May is Skin Cancer Awareness Month and it just so happens that the first Monday in May is known as Melanoma Monday. Melanoma is the most serious and the most lethal form of skin cancer. Skin Cancer is the most preventable form of cancer with some pretty simple safety measures in place.
Last week as I was sitting in the over 37,000 seats at Albertson's Stadium for our Rise UP Against Child Abuse, I got scorched by the sun. It happened so fast, I really didn't even notice until the day was winding down. It was pretty funny and shocking as my skin got pretty crispy in just hours. Despite all the warnings I had no idea it could hit me so fast.
Most cancers develop and grow inside the body which makes them tricky and sometimes impossible to catch early. Skin Cancer is different there. It's completely visible to the eye. And like any other form early detection can save lives.
Locally, the Idaho Skin Surgery Center will be offering a free skin cancer screening clinic on the second Tuesday in May (the 11th) from 5-7 PM. Call ahead and make an appointment, to be given priority especially during COVID and precautions taken, but walk-ins are welcome. The screening is absolutely free so why not take advantage of the peace of mind and early detection. Share this with friends and family. You never know.
Some things we can do:
  • Examine our own skin once a month for changes or spots that may be new, growing, or changing in shape and color.
  • See a dermatologist for a full-body skin exam at least once a year.
  • Wear sunscreen (note to self)
  • Wear a hat.
  • Find shade whenever possible on really hot days.
Keep in mind that most moles and spots on our skin are non-cancerous or harmless.
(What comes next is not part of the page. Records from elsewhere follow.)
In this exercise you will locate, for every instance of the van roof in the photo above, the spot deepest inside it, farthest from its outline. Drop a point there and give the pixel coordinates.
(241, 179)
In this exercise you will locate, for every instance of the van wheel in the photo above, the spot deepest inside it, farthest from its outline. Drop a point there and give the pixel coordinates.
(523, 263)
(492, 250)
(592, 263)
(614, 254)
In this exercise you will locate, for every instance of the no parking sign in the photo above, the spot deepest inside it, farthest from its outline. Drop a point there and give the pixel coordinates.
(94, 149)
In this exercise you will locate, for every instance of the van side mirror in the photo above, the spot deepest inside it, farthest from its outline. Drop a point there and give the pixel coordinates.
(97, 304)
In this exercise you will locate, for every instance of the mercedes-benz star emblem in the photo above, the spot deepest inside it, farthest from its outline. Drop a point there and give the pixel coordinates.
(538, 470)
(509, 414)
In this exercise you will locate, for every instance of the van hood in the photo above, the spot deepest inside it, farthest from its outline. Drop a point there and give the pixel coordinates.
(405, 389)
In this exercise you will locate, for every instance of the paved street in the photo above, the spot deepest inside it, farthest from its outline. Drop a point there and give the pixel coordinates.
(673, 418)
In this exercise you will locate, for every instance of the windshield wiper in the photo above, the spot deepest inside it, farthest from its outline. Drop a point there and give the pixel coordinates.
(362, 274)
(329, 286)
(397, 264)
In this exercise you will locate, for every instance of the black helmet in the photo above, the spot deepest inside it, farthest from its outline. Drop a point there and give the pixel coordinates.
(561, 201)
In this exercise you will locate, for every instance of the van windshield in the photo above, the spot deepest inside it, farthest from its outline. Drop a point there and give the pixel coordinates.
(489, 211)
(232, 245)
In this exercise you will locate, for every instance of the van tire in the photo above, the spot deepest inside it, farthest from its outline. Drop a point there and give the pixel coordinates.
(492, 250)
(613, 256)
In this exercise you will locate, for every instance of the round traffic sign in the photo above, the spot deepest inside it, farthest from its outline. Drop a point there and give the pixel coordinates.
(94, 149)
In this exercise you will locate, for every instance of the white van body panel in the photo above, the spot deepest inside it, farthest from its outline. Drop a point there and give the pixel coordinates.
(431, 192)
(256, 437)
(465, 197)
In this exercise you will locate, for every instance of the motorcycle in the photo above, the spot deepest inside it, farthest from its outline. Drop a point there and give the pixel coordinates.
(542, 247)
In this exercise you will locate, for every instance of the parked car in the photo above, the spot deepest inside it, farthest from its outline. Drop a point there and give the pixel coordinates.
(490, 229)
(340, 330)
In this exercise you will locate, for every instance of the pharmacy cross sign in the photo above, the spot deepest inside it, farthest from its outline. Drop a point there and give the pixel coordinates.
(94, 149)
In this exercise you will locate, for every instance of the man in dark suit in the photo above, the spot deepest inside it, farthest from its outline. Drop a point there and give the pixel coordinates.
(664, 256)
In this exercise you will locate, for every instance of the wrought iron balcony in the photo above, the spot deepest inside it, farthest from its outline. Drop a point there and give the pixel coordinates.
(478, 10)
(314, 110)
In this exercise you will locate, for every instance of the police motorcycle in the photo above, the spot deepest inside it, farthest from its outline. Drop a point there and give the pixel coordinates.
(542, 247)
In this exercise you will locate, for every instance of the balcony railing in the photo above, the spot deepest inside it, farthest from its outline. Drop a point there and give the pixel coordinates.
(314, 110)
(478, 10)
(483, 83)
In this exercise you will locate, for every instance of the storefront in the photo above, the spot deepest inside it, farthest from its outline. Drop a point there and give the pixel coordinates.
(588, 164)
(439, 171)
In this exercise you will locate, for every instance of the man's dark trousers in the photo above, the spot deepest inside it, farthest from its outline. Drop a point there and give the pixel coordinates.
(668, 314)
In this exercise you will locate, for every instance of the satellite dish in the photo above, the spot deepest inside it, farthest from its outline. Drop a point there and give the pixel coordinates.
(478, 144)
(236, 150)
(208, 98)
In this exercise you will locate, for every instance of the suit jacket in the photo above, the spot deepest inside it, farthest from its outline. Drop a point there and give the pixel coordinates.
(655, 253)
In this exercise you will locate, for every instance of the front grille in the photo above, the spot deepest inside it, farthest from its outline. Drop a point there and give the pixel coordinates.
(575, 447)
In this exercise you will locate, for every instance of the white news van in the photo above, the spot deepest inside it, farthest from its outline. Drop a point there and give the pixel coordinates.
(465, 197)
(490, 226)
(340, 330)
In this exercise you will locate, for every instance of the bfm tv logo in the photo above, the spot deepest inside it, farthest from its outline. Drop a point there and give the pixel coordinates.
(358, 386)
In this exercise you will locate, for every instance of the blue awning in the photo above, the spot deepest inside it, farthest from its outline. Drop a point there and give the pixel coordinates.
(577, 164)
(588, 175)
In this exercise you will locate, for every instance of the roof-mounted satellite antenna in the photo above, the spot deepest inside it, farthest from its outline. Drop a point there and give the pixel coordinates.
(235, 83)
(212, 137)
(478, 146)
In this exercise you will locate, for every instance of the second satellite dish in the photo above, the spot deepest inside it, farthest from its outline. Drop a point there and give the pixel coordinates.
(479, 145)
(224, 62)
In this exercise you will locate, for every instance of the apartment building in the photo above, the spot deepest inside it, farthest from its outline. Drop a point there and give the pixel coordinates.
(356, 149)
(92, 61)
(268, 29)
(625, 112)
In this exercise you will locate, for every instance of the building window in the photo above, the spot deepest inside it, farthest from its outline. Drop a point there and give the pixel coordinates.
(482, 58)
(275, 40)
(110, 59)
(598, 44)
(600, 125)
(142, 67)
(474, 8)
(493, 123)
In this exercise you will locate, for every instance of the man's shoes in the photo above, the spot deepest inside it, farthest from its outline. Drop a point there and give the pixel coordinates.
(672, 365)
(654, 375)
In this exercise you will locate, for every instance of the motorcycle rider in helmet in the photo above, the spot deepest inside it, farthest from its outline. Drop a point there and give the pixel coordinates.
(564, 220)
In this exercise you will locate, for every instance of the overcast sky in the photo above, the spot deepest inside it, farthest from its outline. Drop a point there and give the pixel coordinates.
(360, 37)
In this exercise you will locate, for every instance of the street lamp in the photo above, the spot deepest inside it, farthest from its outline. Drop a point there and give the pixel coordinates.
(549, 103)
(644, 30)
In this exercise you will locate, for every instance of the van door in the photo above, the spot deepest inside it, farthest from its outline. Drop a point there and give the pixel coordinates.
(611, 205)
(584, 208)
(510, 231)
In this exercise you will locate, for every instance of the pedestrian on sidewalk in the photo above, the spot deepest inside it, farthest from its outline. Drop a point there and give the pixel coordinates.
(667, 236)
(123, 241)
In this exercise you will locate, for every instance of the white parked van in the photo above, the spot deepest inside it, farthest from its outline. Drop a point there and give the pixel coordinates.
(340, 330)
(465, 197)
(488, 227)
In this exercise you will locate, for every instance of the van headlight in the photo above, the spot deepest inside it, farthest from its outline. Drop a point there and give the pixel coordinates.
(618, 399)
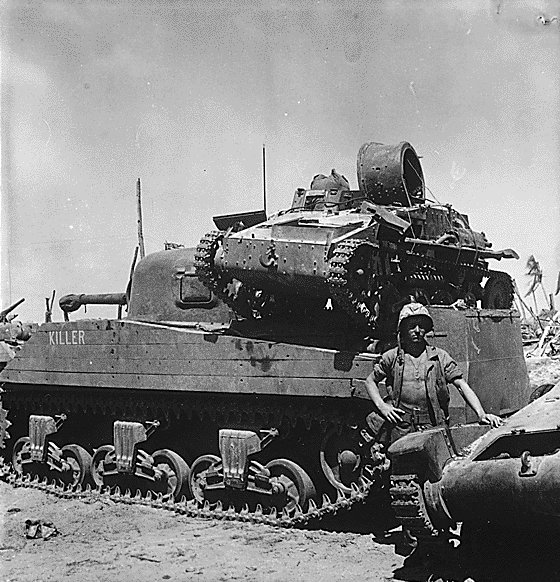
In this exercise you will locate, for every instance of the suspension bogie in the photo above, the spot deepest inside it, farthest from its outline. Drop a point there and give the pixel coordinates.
(37, 453)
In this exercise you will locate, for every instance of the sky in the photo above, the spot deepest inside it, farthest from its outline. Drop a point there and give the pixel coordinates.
(184, 94)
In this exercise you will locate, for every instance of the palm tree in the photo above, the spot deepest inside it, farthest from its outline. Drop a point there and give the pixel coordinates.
(534, 270)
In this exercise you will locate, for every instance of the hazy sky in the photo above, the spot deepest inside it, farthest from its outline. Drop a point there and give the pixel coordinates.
(184, 94)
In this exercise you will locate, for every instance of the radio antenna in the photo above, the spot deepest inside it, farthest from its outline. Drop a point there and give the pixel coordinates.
(264, 178)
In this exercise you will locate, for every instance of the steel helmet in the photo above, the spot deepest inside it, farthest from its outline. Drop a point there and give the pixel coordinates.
(415, 310)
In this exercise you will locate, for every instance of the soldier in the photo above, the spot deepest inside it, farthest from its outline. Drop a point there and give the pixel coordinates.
(417, 376)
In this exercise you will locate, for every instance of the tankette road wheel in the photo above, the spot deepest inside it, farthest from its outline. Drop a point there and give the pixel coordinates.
(197, 479)
(97, 464)
(498, 291)
(175, 473)
(79, 465)
(340, 461)
(297, 485)
(22, 445)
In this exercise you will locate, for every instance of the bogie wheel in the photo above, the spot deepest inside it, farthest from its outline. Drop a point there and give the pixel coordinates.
(197, 479)
(22, 445)
(175, 473)
(298, 488)
(97, 464)
(79, 465)
(498, 291)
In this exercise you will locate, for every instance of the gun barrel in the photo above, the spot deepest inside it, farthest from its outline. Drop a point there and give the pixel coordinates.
(73, 302)
(5, 312)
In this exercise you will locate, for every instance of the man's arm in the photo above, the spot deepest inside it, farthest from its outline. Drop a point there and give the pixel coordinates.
(387, 411)
(472, 400)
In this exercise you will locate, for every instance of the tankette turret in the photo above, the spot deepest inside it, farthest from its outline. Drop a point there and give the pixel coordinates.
(367, 250)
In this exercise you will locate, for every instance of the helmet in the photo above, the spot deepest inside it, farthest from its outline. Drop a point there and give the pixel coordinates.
(415, 310)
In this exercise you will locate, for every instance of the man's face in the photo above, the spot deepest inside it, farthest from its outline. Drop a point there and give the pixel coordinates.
(413, 329)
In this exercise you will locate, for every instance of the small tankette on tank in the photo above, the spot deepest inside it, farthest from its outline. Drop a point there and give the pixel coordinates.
(369, 250)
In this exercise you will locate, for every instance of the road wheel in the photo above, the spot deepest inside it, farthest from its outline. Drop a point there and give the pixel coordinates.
(296, 486)
(197, 479)
(175, 473)
(498, 291)
(79, 465)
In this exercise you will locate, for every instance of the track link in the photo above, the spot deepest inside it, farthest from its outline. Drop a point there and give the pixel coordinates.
(407, 501)
(297, 519)
(352, 301)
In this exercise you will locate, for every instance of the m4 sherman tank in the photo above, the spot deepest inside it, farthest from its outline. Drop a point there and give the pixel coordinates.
(262, 417)
(244, 420)
(368, 250)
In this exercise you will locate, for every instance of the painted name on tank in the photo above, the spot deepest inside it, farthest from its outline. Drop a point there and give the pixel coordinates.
(67, 338)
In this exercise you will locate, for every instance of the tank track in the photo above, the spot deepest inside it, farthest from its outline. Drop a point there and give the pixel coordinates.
(244, 300)
(131, 406)
(407, 501)
(354, 303)
(191, 508)
(347, 298)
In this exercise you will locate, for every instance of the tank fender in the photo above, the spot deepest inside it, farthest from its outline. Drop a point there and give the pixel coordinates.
(421, 453)
(427, 452)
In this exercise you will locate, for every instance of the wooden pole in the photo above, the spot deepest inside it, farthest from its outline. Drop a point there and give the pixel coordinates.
(139, 213)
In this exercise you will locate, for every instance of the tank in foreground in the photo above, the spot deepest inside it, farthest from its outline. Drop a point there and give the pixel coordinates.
(509, 478)
(242, 418)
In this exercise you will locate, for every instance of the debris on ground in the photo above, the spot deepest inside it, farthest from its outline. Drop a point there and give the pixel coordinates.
(36, 528)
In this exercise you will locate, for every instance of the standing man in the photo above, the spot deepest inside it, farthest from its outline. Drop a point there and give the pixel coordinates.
(416, 375)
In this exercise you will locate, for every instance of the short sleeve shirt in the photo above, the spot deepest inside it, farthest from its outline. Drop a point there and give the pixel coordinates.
(383, 370)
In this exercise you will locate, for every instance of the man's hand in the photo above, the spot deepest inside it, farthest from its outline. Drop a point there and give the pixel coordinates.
(391, 413)
(491, 419)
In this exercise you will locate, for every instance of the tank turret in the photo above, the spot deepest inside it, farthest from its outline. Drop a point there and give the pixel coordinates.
(363, 252)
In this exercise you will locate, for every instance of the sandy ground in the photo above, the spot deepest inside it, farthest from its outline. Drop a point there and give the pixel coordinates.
(103, 541)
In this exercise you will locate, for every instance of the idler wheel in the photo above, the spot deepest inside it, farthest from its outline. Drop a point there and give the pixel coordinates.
(174, 472)
(197, 478)
(79, 465)
(22, 445)
(293, 484)
(97, 464)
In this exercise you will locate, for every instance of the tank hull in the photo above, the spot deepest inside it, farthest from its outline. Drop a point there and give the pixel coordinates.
(196, 384)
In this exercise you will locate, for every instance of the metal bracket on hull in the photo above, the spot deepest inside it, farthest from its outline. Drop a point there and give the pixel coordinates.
(39, 428)
(126, 435)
The best advice from SkinCancer.org is to follow the ABCDEs of Melanoma. This is a simple guide to watch for:
A- Asymmetry: meaning that the two halves of a mole or spot are not symmetrical or do not match.
B- Border: The borders of the spot or mole may be ridged or uneven, not smooth.
C- Color: Melanoma may be different shades of brown, tan, or even black. Red, white or blue may even appear as cancer grows.
D- Diameter or Dark: It is a warning sign if a mole or lesion is larger than the size of a pencil eraser at the end of a pencil OR much darker than others.
E- Evolving: Look for ANY change in size, color, shape, or elevation of a spot on the skin or any new symptom such as bleeding or crusting of a spot on the skin.
If you notice any change to these ABCDEs, see a dermatologist. Better safe than sorry and It's getting warmer. We all know that the summer sun in Idaho is powerful. Get out there and have fun but be safe!